Next Year…STAY OR GO?

It’s that time of the year when teachers are exhausted, annoyed, and ready for summer. With summer fast approaching, one would think that teachers would be feeling less tense and anxiety. In fact, it’s simply the opposite for many teachers. Some are enduring summer school to make ends meet, financially, and many are contemplating on going back to their schools next year. They’re questioning whether there are better schools out there; however, scared to take that leap of faith. If they go back, will they encounter the same bullshit politics that they experienced prior to this point in their lives? If they go to another school, if even hired, will they experience worse work conditions?

Even when interviewing, educators love to play ‘GOT YA’ questions with their tone-deaf, unauthentic general questions. When I was part of the hiring committee at my previous school, the room turned into a ‘mean girls’ party. Seriously, as the only male in the room, it was awkward to say the least. The teachers and principal talked a lot of ‘smack’ after each interviewee. It was a sad experience for me and I felt bad for the teacher candidates, though, for those who didn’t get the job, I’d say they were better off in a different school. At one point, the principal let us know that her boss (executive director) let her know that she needs to hire ASAP and it’s time to get the 2am candidates because those at 10pm aren’t showing up. Meaning, when you’re drunk, you settle! We started settling for candidates because hiring became scarce. One of the candidates, a newbie to education, interviewed over the phone. When I searched for her on social media, I showed the committee. Drama ensued, of course. Name calling from the committee, including the principal ensued. Her social media said she was a model and boy that sparked debate.

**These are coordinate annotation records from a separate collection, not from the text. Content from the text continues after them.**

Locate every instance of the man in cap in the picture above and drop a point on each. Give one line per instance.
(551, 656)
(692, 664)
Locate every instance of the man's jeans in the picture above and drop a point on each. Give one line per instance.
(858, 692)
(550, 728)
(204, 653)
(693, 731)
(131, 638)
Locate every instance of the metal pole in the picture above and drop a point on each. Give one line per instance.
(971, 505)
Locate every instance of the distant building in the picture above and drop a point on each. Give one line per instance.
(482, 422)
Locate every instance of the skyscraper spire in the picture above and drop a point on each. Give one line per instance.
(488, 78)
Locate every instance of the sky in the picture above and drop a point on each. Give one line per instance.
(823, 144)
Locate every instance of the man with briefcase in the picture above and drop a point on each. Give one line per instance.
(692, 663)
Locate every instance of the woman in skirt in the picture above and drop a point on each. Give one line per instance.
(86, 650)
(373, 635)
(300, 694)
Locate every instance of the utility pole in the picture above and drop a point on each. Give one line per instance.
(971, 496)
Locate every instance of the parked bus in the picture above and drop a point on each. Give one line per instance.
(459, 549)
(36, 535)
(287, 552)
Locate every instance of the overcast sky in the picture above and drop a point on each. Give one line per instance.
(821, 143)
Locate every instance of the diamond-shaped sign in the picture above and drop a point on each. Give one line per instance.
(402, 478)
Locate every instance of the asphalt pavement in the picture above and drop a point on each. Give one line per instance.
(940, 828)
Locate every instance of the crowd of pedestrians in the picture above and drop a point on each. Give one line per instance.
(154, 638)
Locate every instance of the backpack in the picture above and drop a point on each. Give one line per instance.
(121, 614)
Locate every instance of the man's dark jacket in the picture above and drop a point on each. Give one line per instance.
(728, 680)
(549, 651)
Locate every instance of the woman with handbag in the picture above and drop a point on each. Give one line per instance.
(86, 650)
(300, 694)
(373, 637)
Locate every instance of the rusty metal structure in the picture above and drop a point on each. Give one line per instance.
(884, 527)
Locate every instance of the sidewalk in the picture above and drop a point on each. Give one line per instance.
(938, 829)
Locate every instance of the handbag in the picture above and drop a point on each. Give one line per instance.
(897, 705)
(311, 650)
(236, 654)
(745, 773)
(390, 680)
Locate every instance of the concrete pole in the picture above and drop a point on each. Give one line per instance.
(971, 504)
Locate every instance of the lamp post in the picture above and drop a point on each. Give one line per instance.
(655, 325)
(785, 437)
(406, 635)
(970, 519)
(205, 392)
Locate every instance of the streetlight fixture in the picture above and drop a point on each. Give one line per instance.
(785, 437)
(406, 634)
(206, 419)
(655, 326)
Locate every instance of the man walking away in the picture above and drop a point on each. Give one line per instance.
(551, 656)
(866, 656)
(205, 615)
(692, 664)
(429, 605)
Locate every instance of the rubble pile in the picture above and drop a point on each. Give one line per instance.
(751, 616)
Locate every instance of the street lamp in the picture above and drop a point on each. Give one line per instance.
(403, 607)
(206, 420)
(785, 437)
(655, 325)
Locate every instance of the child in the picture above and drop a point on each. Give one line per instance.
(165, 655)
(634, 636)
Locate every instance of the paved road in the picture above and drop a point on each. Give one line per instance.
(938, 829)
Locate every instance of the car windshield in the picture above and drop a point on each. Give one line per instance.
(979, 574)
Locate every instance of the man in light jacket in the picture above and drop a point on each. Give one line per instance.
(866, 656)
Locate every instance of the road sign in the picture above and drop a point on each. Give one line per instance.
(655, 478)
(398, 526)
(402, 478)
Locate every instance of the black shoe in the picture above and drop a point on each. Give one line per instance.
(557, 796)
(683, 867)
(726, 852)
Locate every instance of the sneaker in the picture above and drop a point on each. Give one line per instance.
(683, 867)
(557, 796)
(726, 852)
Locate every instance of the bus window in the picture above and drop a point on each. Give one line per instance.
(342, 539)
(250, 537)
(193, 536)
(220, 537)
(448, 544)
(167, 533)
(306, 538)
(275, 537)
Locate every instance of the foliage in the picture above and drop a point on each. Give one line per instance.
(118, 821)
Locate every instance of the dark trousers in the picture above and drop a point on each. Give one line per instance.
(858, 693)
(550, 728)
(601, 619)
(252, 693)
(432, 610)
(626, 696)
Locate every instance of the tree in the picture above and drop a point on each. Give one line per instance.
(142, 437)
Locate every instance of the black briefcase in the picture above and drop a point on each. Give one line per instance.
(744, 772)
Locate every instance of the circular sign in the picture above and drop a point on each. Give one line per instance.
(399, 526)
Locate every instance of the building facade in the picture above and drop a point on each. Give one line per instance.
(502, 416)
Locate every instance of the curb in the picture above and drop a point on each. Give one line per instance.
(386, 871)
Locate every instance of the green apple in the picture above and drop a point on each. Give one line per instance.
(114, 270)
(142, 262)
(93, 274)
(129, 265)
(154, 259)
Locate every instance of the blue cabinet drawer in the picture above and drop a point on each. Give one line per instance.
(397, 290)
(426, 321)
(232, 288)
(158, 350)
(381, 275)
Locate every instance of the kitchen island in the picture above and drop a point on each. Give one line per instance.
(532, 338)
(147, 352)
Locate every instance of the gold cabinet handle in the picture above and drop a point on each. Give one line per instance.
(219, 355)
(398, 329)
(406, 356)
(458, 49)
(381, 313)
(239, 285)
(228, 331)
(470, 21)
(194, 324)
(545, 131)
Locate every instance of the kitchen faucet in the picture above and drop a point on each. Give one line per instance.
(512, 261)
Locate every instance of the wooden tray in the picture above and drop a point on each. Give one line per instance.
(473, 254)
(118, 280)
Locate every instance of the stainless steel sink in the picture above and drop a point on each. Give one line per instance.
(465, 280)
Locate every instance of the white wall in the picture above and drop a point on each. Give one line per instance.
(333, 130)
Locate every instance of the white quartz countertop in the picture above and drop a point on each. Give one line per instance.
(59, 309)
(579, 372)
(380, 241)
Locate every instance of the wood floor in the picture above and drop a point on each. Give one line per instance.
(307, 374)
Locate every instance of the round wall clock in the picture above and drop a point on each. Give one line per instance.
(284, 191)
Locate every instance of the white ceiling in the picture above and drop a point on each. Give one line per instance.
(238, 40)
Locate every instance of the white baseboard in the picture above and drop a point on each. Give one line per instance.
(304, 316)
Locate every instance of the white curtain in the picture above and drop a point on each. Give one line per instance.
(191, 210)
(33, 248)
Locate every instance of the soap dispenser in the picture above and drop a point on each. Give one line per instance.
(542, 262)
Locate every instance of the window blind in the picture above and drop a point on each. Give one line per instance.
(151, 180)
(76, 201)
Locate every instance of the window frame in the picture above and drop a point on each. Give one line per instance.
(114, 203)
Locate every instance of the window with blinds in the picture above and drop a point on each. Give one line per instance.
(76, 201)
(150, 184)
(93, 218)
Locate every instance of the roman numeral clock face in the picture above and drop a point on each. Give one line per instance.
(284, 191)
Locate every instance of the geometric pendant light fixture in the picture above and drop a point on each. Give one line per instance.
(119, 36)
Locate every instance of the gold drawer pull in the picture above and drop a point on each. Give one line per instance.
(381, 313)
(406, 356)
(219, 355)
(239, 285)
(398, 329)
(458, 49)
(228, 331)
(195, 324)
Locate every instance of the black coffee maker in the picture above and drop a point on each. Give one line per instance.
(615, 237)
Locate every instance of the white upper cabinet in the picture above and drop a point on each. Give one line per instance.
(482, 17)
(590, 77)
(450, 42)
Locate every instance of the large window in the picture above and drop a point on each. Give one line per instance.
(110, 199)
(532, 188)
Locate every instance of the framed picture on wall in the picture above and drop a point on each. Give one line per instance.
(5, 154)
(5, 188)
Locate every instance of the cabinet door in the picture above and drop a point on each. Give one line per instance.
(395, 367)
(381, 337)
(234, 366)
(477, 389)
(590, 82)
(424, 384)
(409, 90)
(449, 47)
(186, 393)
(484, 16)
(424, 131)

My point is that teachers are in a bind. Leave or stay? Do they leave their comfort zone of instability and chaos for something new and unknown? Do they stay because they come back for the kids? Do they endure an exhaustive, condescending hiring process where they have to prove themselves, professionally and personally? I left the teaching profession and it took me 6 months to find a job. It’s worth the move. I say, if your leadership has failed you and made your experience less than satisfactory, leave! Find a new school or leave the profession and be an advocate like me!